Я посмотрела вопросительно. Кто она, моя помощница? Как ответить на этот вопрос?
— Она очень необычная, — князь слабо улыбнулся и задумался, явно вспоминая. – Откуда она? Кто её родители?
— Она издалека. О родителях знаю мало. Возможно, она какая-то принцесса в своём мире?
Неужели их симпатия взаимна? Или стоит списать эти слова на чувство благодарности, которое вскоре утихнет, стоит боли уйти, а ранам – затянуться?
Он князь. А она – девчонка, которую родители продали в бродячий цирк.
— Ольга, ты забываешь, она — Великая Мать.
— Это для тебя она – Великая. И для тебя она важна как мать. А он – князь! Единственный сын своего отца. Не помнишь разве, что сказал его охранник?
— Помню, Ольга…
Я слишком хорошо знала, что такое неравный брак, чтобы поверить, что в другом мире может быть по-другому.
— Не по-другому, ты права… — Всёля уже точно что-то разузнала, но не спешит этим пользоваться.
— Вселенная, да? – со слабой улыбкой шелвельнул маг рукой, будто круг изобразил вокруг себя.
Я только кивнула.
— Машэ хорошая, — стала я осторожно подбирать слова. – Охраняла вас.
— Зачем? – нахмурил он брови.
— Ваши охранники не сошлись во мнении можно ли мне доверять или нет. Она с арбалетом отстаивало ваше право на выживание.
Я улыбнулась вспомнив, как сурово Машэ кричала на вояк.

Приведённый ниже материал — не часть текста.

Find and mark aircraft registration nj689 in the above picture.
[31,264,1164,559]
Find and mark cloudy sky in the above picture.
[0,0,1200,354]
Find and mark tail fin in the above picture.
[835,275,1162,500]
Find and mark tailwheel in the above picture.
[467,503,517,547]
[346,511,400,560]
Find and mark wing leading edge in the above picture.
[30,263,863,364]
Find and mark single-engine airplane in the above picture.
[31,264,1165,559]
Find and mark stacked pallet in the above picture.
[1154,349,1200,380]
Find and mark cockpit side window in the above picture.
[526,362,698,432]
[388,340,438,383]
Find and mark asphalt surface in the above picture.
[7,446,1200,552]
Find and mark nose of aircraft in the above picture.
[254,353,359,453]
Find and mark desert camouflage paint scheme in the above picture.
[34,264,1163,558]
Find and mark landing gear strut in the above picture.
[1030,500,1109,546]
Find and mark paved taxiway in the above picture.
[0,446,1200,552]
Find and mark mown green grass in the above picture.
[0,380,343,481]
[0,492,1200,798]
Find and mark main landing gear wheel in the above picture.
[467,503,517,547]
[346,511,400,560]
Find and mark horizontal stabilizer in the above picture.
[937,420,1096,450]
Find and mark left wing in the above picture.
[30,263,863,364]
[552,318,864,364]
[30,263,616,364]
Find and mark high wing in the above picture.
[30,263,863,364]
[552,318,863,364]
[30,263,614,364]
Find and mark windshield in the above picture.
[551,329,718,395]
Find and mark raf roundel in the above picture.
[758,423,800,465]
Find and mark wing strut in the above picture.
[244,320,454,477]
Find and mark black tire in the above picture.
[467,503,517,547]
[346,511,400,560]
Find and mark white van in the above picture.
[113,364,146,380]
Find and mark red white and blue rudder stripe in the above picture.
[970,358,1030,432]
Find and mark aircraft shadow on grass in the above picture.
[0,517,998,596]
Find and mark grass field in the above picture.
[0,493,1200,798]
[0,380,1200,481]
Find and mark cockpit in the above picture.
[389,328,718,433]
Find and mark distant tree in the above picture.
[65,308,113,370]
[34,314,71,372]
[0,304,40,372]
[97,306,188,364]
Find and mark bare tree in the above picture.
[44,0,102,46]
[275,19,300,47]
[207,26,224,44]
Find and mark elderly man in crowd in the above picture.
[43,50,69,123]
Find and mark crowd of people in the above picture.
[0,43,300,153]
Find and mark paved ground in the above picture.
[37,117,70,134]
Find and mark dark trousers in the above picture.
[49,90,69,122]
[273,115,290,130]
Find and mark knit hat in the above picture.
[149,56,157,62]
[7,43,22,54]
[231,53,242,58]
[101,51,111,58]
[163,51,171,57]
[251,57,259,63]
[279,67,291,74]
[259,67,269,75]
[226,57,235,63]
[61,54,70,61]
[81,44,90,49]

— А я её где-то видел… — задумчиво сказал он.
— Сомневаюсь.
— Вот суп!
Это в комнату Вольдемара вихрем ворвалась Машэ. И принесла с собой суп, запах от которого мигом заполнил всё пространство. Мне сразу захотелось есть, и я сглотнула набежавшую слюну. И заметила, что маг сделал такое же движение. И даже Шакрух приподнял голову и с интересом вытянул шею, пытаясь рассмотреть, что это так вкусно пахнет.
— Хорошо. Обедайте. Или завтракайте, — сказала вставая.
Машэ уже хлопотала, устраивая Вольдемара повыше.
— Про руку не тревожьтесь. Она заработает как прежде, нужно будет просто этим занимать. Чуть больше заживет, и я покажу, что нужно будет делать.
— Хорошо, Ольга-се, — деловито и серьёзно покивала Машэ.
А ведь она в самом деле собралась этим заниматься! Я взглянула на мага. Он, кажется, был не против – следил за её движениями, и в его взгляде было тепло.
— Ох, Всёля! – подумала я, выходя. — Ох!
И даже судьба Шакруха отступила на второй план – как быть с Машэ?